Implantat zum Überwachen von Krebszellen
Die medica ist aber nicht nur Schau der neuesten Medizingeräte. Sie ermöglicht auch einen Blick in die Medizin von morgen, denn hier präsentieren viele Forschungsanstalten und Universitäten ihre Projekte. An einem kleinen, eher unscheinbaren Stand hofft auch Johannes Clauss vom Lehrstuhl für Medizinische Elektrotechnik der TU München, dass sich solvente Partner oder Sponsoren für das Tumorimplantat begeistern, an dem er gerade forscht.
"Das soll in Zukunft dazu dienen, festzustellen, ob ein Tumor wächst oder nicht. Dieses Tumorimplantat ist im Moment noch im Stadium für Labortests beziehungsweise Tierversuche und ist deswegen noch ungefähr so groß wie das letzte Glied eines Fingers. In Zukunft soll das aber so groß werden wie eine Pille, wo ich das ganze dann auch wirklich minimalinvasiv direkt an den Tumor bringen kann."
Nicht im Tumor selbst, sondern in seiner unmittelbaren Nähe misst das Implantat dann unter anderem den pH-Wert, den Sauerstoffgehalt und die Temperatur. Durch diese Werte lässt sich bestimmen, ob sich die Krebszellen gerade teilen oder nicht.
"Es wäre wahnsinnig interessant zu sehen, wann wächst denn ein Tumor überhaupt, weil nur wenn er wächst, kann ich ihn therapieren. Sowohl Chemotherapien, als auch Strahlentherapien zielen auf wachsende Tumoren, auf sich teilende Zellen. Und nur dann funktioniert eine Therapie auch. Und das ist sehr, sehr wichtig, das zu messen und das ist heutzutage nicht möglich."
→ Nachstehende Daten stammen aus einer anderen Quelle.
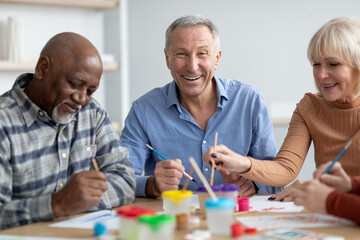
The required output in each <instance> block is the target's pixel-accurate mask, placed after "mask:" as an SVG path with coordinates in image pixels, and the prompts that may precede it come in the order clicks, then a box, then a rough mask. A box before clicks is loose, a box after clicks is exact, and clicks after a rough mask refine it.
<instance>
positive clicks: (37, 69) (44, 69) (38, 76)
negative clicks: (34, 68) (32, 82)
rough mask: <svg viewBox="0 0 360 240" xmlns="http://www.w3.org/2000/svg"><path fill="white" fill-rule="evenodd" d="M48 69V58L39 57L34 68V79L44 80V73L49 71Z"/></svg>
mask: <svg viewBox="0 0 360 240" xmlns="http://www.w3.org/2000/svg"><path fill="white" fill-rule="evenodd" d="M49 68H50V59H49V57H46V56H45V57H41V58H39V60H38V62H37V64H36V67H35V77H36V78H37V79H39V80H41V79H43V78H44V75H45V74H46V72H48V71H49Z"/></svg>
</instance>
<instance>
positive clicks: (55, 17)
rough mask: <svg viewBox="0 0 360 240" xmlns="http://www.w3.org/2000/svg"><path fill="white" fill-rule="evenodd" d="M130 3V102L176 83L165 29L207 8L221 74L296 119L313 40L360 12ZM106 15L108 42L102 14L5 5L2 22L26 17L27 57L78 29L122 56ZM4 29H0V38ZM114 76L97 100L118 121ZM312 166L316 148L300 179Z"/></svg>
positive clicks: (20, 20)
mask: <svg viewBox="0 0 360 240" xmlns="http://www.w3.org/2000/svg"><path fill="white" fill-rule="evenodd" d="M128 7H129V44H130V49H129V53H130V99H129V101H134V100H135V99H137V98H138V97H140V96H141V95H143V94H144V93H146V92H147V91H149V90H151V89H152V88H154V87H159V86H163V85H164V84H166V83H168V82H169V81H171V80H172V78H171V75H170V73H169V71H168V69H167V68H166V65H165V57H164V53H163V48H164V43H165V30H166V28H167V27H168V25H169V24H170V23H171V22H172V21H174V20H175V19H176V18H177V17H179V16H181V15H184V14H193V13H200V14H203V15H205V16H207V17H209V18H210V19H211V20H212V21H213V22H214V23H215V24H216V25H217V27H218V29H219V31H220V38H221V48H222V58H221V60H220V67H219V68H218V70H217V72H216V74H217V75H218V76H219V77H223V78H233V79H237V80H239V81H243V82H247V83H250V84H253V85H255V86H256V87H258V88H259V89H260V91H261V92H262V94H263V96H264V98H265V100H266V102H267V103H268V106H269V109H270V111H271V113H272V115H273V116H275V117H282V116H285V117H289V116H290V115H291V113H292V110H293V109H294V107H295V103H296V102H298V101H299V100H300V99H301V97H302V96H303V95H304V93H305V92H314V91H315V88H314V84H313V80H312V74H311V67H310V65H309V63H308V61H307V59H306V48H307V44H308V42H309V39H310V38H311V36H312V35H313V34H314V33H315V31H316V30H317V29H318V28H319V27H320V26H321V25H322V24H324V23H325V22H327V21H329V20H330V19H332V18H334V17H337V16H360V1H358V0H342V1H338V0H291V1H290V0H271V1H270V0H251V1H249V0H248V1H245V0H223V1H219V0H181V1H179V0H151V1H148V0H129V1H128ZM53 11H55V13H54V12H53ZM105 13H106V14H107V17H106V18H105V31H104V32H105V35H106V38H107V41H106V42H103V35H104V33H103V32H102V31H103V28H102V12H99V11H89V10H81V9H80V10H79V9H71V8H62V7H57V8H55V9H54V8H50V7H40V6H26V5H23V6H22V7H21V8H19V7H18V6H15V5H10V4H9V5H7V4H2V5H1V7H0V27H1V23H3V22H4V21H6V19H7V17H8V16H15V17H18V18H19V19H20V21H21V22H22V28H23V31H22V34H23V38H22V44H23V45H22V57H23V60H28V59H30V60H32V59H36V58H37V56H38V54H39V52H40V50H41V48H42V46H43V45H44V43H45V42H46V41H47V39H49V38H50V37H51V36H52V35H54V34H56V33H58V32H60V31H76V32H78V33H80V34H83V35H84V36H86V37H88V38H89V39H90V40H91V41H92V42H93V43H94V44H95V46H96V47H98V48H99V50H100V52H103V50H106V51H107V53H113V54H115V55H117V51H118V49H117V48H116V42H117V41H118V33H117V32H116V31H114V28H117V27H118V23H117V22H116V21H117V18H118V16H116V14H115V16H114V11H105ZM64 16H65V18H64ZM84 29H86V30H84ZM1 34H3V33H2V32H1V31H0V39H1V37H2V36H1ZM111 40H114V42H115V44H114V43H111V42H112V41H111ZM104 43H105V45H106V47H104V46H103V45H104ZM108 45H115V47H114V48H108ZM0 46H1V45H0ZM0 51H1V49H0ZM1 56H2V53H1V52H0V57H1ZM18 74H20V73H18V72H7V73H4V72H2V73H0V81H1V84H0V94H1V93H3V92H5V91H6V90H8V89H9V88H10V87H11V86H12V84H13V82H14V80H15V77H16V76H17V75H18ZM108 75H113V76H111V78H109V81H108V82H107V81H106V80H107V79H106V80H105V81H104V80H102V83H101V86H102V88H104V89H105V90H102V89H100V90H99V91H98V92H97V93H96V94H95V97H96V98H98V99H99V100H100V102H102V103H103V105H104V106H105V108H106V109H107V110H108V112H109V113H110V118H111V119H112V120H115V121H119V120H120V116H119V114H118V113H119V106H120V103H118V101H119V99H120V98H119V97H117V98H113V97H114V96H118V95H119V92H120V91H119V85H118V81H117V80H118V79H117V75H116V73H107V78H108ZM106 82H107V83H108V84H106ZM114 84H115V85H114ZM116 84H117V85H116ZM105 85H107V86H105ZM114 86H115V87H114ZM109 99H110V100H109ZM108 100H109V101H108ZM106 102H108V104H106ZM286 131H287V126H277V127H275V129H274V133H275V138H276V141H277V144H278V147H280V145H281V143H282V140H283V138H284V136H285V134H286ZM313 170H314V166H313V151H312V149H310V151H309V154H308V158H307V160H306V162H305V165H304V167H303V170H302V172H301V173H300V175H299V178H305V179H309V178H311V174H312V172H313Z"/></svg>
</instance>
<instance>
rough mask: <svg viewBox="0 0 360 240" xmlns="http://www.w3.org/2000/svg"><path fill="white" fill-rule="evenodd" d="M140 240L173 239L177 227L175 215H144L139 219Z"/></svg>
mask: <svg viewBox="0 0 360 240" xmlns="http://www.w3.org/2000/svg"><path fill="white" fill-rule="evenodd" d="M138 225H139V232H138V237H139V238H137V239H139V240H159V239H160V240H165V239H166V240H167V239H169V240H172V239H173V236H174V229H175V217H174V216H173V215H167V214H165V215H157V216H150V215H147V216H142V217H140V218H139V219H138Z"/></svg>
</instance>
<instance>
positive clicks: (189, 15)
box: [165, 14, 220, 52]
mask: <svg viewBox="0 0 360 240" xmlns="http://www.w3.org/2000/svg"><path fill="white" fill-rule="evenodd" d="M198 25H205V26H207V27H208V28H209V29H210V31H211V33H212V35H213V38H214V45H215V50H216V52H218V51H219V50H220V37H219V31H218V30H217V27H216V26H215V25H214V23H213V22H211V21H210V19H208V18H206V17H204V16H202V15H199V14H195V15H186V16H182V17H179V18H178V19H176V20H175V21H174V22H173V23H172V24H171V25H170V26H169V27H168V28H167V30H166V34H165V50H166V52H168V51H169V46H170V36H171V34H172V33H173V31H174V30H175V29H176V28H181V27H193V26H198Z"/></svg>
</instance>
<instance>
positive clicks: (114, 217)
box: [49, 210, 120, 230]
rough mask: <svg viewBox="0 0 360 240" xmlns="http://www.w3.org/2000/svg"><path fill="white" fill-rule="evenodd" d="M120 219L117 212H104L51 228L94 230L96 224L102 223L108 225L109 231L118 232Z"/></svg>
mask: <svg viewBox="0 0 360 240" xmlns="http://www.w3.org/2000/svg"><path fill="white" fill-rule="evenodd" d="M118 218H119V217H118V216H117V214H116V211H111V210H102V211H97V212H93V213H88V214H85V215H83V216H80V217H76V218H72V219H69V220H65V221H61V222H57V223H53V224H50V225H49V226H50V227H61V228H85V229H92V228H94V225H95V223H97V222H102V223H104V224H105V225H106V227H107V229H108V230H117V229H119V227H120V223H119V219H118Z"/></svg>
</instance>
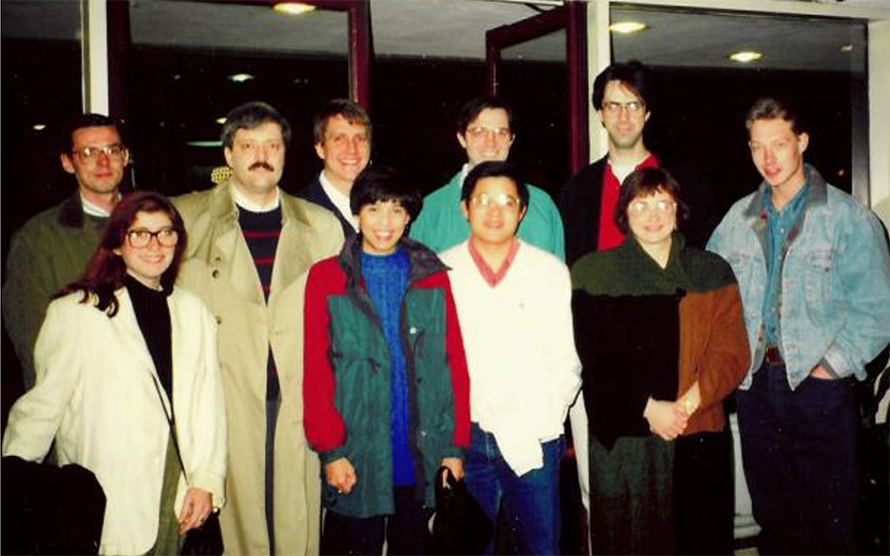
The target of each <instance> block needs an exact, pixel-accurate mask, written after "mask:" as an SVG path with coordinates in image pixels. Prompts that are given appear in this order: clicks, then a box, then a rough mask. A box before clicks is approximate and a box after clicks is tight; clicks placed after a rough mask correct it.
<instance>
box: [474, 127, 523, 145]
mask: <svg viewBox="0 0 890 556" xmlns="http://www.w3.org/2000/svg"><path fill="white" fill-rule="evenodd" d="M489 133H491V134H493V135H494V138H495V139H497V140H498V141H508V140H509V139H511V138H512V137H513V132H512V131H510V128H509V127H488V126H484V125H475V126H473V127H468V128H467V135H469V136H470V137H472V138H473V139H481V138H483V137H487V136H488V134H489Z"/></svg>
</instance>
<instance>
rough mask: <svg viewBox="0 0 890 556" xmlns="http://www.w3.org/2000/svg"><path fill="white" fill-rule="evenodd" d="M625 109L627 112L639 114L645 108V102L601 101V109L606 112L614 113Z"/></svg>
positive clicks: (633, 113) (627, 112)
mask: <svg viewBox="0 0 890 556" xmlns="http://www.w3.org/2000/svg"><path fill="white" fill-rule="evenodd" d="M622 108H623V109H624V110H627V113H628V114H634V115H636V114H641V113H642V112H643V110H645V109H646V104H645V103H644V102H641V101H639V100H632V101H630V102H614V101H611V100H610V101H607V102H604V103H603V111H604V112H605V113H607V114H611V115H615V114H618V113H619V112H621V109H622Z"/></svg>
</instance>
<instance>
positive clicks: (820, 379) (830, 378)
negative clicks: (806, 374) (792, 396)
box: [810, 365, 834, 380]
mask: <svg viewBox="0 0 890 556" xmlns="http://www.w3.org/2000/svg"><path fill="white" fill-rule="evenodd" d="M810 376H811V377H813V378H818V379H820V380H834V375H833V374H831V373H830V372H828V369H826V368H825V367H823V366H822V365H816V367H815V368H814V369H813V370H812V371H810Z"/></svg>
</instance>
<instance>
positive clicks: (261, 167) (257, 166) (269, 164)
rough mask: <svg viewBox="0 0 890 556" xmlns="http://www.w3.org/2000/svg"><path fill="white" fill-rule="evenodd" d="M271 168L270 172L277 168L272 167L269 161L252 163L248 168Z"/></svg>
mask: <svg viewBox="0 0 890 556" xmlns="http://www.w3.org/2000/svg"><path fill="white" fill-rule="evenodd" d="M261 168H262V169H264V170H269V171H270V172H274V171H275V168H273V167H272V165H271V164H269V163H268V162H254V163H253V164H251V165H250V168H248V170H259V169H261Z"/></svg>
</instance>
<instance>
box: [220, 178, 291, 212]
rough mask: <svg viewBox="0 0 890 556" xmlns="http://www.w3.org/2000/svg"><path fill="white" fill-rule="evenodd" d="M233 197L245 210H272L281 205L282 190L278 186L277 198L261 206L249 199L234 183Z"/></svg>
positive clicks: (261, 211) (271, 211)
mask: <svg viewBox="0 0 890 556" xmlns="http://www.w3.org/2000/svg"><path fill="white" fill-rule="evenodd" d="M232 199H233V200H234V201H235V204H236V205H238V206H239V207H241V208H243V209H244V210H249V211H250V212H272V211H273V210H275V209H277V208H278V207H279V206H280V205H281V190H280V189H279V188H278V187H276V188H275V199H274V200H273V201H272V202H271V203H269V204H268V205H266V206H260V205H258V204H256V203H254V202H253V201H251V200H250V199H248V198H247V196H246V195H244V194H243V193H241V191H239V190H238V188H237V187H235V185H234V184H232Z"/></svg>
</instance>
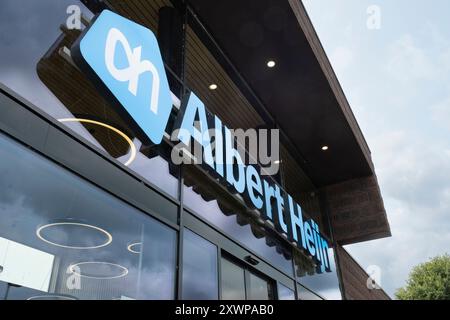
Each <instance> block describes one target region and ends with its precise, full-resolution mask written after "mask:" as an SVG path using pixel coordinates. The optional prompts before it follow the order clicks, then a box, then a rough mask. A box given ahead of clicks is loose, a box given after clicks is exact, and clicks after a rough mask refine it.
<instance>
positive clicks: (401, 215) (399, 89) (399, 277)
mask: <svg viewBox="0 0 450 320" xmlns="http://www.w3.org/2000/svg"><path fill="white" fill-rule="evenodd" d="M303 2H304V5H305V7H306V9H307V11H308V14H309V15H310V18H311V20H312V22H313V24H314V26H315V28H316V31H317V33H318V35H319V38H320V39H321V41H322V44H323V46H324V48H325V51H326V52H327V54H328V57H329V59H330V61H331V63H332V65H333V67H334V70H335V72H336V74H337V76H338V78H339V81H340V82H341V85H342V87H343V89H344V92H345V94H346V96H347V99H348V100H349V102H350V105H351V106H352V109H353V112H354V113H355V116H356V118H357V120H358V122H359V124H360V126H361V129H362V131H363V133H364V135H365V137H366V139H367V141H368V143H369V146H370V148H371V151H372V157H373V160H374V163H375V168H376V171H377V175H378V179H379V183H380V187H381V191H382V194H383V198H384V203H385V207H386V211H387V213H388V218H389V222H390V225H391V229H392V237H391V238H387V239H382V240H375V241H371V242H367V243H361V244H356V245H351V246H347V247H346V249H347V250H348V251H349V252H350V253H351V254H352V255H353V256H354V257H355V258H356V259H357V260H358V262H359V263H360V264H361V265H362V266H363V267H368V266H369V265H379V266H380V267H381V271H382V274H381V285H382V287H383V288H384V289H385V290H386V291H387V292H388V294H390V295H391V296H393V295H394V292H395V290H396V289H397V288H399V287H401V286H403V285H404V283H405V280H406V279H407V276H408V274H409V271H410V269H411V267H413V266H414V265H416V264H418V263H420V262H424V261H426V260H428V259H429V258H430V257H433V256H436V255H439V254H443V253H445V252H448V253H450V219H449V218H450V20H449V19H448V12H450V2H449V1H448V0H433V1H424V0H396V1H392V0H384V1H383V0H371V1H367V0H303ZM371 5H376V6H378V9H379V10H380V18H381V19H380V29H369V28H368V27H367V20H368V18H370V17H371V15H370V14H368V13H367V10H368V8H369V7H370V6H371ZM369 11H370V10H369ZM372 17H374V16H372ZM369 21H373V20H369ZM370 25H371V26H373V24H370Z"/></svg>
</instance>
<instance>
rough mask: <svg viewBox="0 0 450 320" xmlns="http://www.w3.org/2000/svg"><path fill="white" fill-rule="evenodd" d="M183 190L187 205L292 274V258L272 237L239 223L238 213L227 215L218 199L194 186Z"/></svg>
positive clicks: (208, 219) (185, 187)
mask: <svg viewBox="0 0 450 320" xmlns="http://www.w3.org/2000/svg"><path fill="white" fill-rule="evenodd" d="M183 192H184V193H183V199H184V204H185V205H186V207H188V208H190V209H192V210H194V212H196V213H197V214H199V215H200V216H202V217H203V218H204V219H206V220H207V221H210V222H211V223H212V224H213V225H215V226H217V227H218V228H219V229H221V230H222V231H224V232H225V233H226V234H227V235H230V236H231V237H233V238H234V239H236V240H238V241H239V242H240V243H242V244H244V245H245V246H247V247H248V248H250V249H251V250H253V251H254V252H256V253H257V254H259V255H260V256H262V257H263V258H265V259H267V260H268V261H269V262H271V263H272V264H274V265H275V266H276V267H278V268H279V269H281V270H282V271H284V272H286V273H287V274H290V275H291V274H292V260H291V259H290V258H287V257H286V255H284V254H282V253H281V252H279V249H277V246H275V245H274V243H268V241H269V239H270V240H272V239H271V238H268V237H266V236H263V237H258V238H257V237H256V236H255V234H254V233H253V231H252V229H251V227H250V225H249V224H243V223H238V221H237V216H236V215H225V213H223V212H222V210H221V209H220V208H219V205H218V204H217V200H211V201H205V200H204V199H203V198H202V196H201V195H200V194H198V193H196V192H195V191H194V190H193V188H192V187H186V186H184V191H183ZM272 241H273V242H274V241H275V240H272ZM269 244H270V245H269Z"/></svg>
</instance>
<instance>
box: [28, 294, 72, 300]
mask: <svg viewBox="0 0 450 320" xmlns="http://www.w3.org/2000/svg"><path fill="white" fill-rule="evenodd" d="M27 300H77V299H75V298H74V297H67V296H58V295H48V296H44V295H43V296H33V297H29V298H28V299H27Z"/></svg>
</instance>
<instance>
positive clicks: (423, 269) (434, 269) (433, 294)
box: [395, 254, 450, 300]
mask: <svg viewBox="0 0 450 320" xmlns="http://www.w3.org/2000/svg"><path fill="white" fill-rule="evenodd" d="M395 295H396V297H397V299H400V300H450V256H449V255H448V254H444V255H442V256H438V257H435V258H433V259H431V260H430V261H428V262H425V263H422V264H419V265H417V266H415V267H414V268H413V270H412V272H411V273H410V275H409V279H408V281H407V282H406V286H405V287H403V288H400V289H398V290H397V292H396V293H395Z"/></svg>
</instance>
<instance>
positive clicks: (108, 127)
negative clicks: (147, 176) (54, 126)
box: [58, 118, 137, 166]
mask: <svg viewBox="0 0 450 320" xmlns="http://www.w3.org/2000/svg"><path fill="white" fill-rule="evenodd" d="M58 121H59V122H79V123H90V124H95V125H98V126H101V127H104V128H107V129H109V130H111V131H114V132H115V133H117V134H118V135H119V136H121V137H122V138H123V139H124V140H125V141H126V142H127V143H128V144H129V145H130V149H131V154H130V158H129V159H128V160H127V162H125V163H124V165H125V166H129V165H130V164H131V163H132V162H133V161H134V160H135V159H136V153H137V151H136V146H135V145H134V143H133V141H131V139H130V138H129V137H128V136H127V135H126V134H125V133H123V132H122V131H120V130H119V129H117V128H115V127H113V126H110V125H109V124H106V123H103V122H100V121H95V120H90V119H83V118H64V119H58Z"/></svg>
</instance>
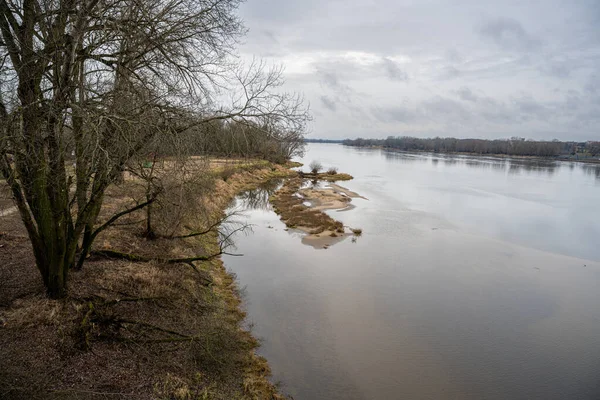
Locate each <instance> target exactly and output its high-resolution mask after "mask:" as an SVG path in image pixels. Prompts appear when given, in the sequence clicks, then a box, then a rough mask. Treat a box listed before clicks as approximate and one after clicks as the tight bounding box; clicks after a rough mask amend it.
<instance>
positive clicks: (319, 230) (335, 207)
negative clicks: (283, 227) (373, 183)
mask: <svg viewBox="0 0 600 400" xmlns="http://www.w3.org/2000/svg"><path fill="white" fill-rule="evenodd" d="M303 185H304V180H303V179H302V178H294V179H290V180H288V181H287V182H286V183H285V184H284V186H283V187H282V189H280V190H279V191H278V192H277V193H276V194H275V195H274V196H273V197H272V199H271V202H272V203H273V205H274V209H275V211H276V212H277V213H278V214H279V215H280V216H281V219H282V220H283V221H284V222H285V224H286V225H287V226H288V228H291V229H296V230H299V231H302V232H304V233H306V234H307V235H305V236H304V237H303V238H302V243H303V244H306V245H309V246H312V247H314V248H316V249H326V248H328V247H330V246H332V245H334V244H336V243H339V242H341V241H343V240H344V239H346V238H348V237H351V236H358V235H360V233H361V232H362V231H361V230H360V229H352V228H349V227H346V226H344V225H343V224H342V223H341V222H340V221H337V220H335V219H333V218H332V217H331V216H329V215H328V214H326V213H325V211H327V210H337V211H346V210H349V209H352V208H354V205H353V204H351V202H352V199H354V198H363V199H365V198H364V197H362V196H360V195H359V194H358V193H355V192H353V191H351V190H349V189H347V188H345V187H343V186H340V185H337V184H335V183H327V185H326V186H325V187H318V186H312V187H303Z"/></svg>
Deshalb erhalten derzeit auch solche Krebspatienten eine Therapie, deren Geschwulst gar nicht größer wird. Sie profitieren also nicht von der Behandlung, müssen aber die Nebenwirkungen ertragen. Die Forschung von Johannes Clauss und seinen Kollegen, könnte dazu führen, dass in Zukunft tatsächlich nur noch die Patienten eine Chemotherapie erhalten, denen sie nachweislich nutzt.
"Und das ist auch, sagen wir mal langfristig, die Vision dieses Projektes, dass ich aus diesem Implantat auch ein Medikament gleich abgeben kann, eine lokale Therapie machen kann, um diesen Tumor zu bekämpfen."
Doch bis dahin sind noch viele Test und Untersuchungen nötig. Der Münchner Forscher glaubt, dass das fertige Tumorimplantat frühestens in fünf Jahren auf der medica präsentiert werden kann.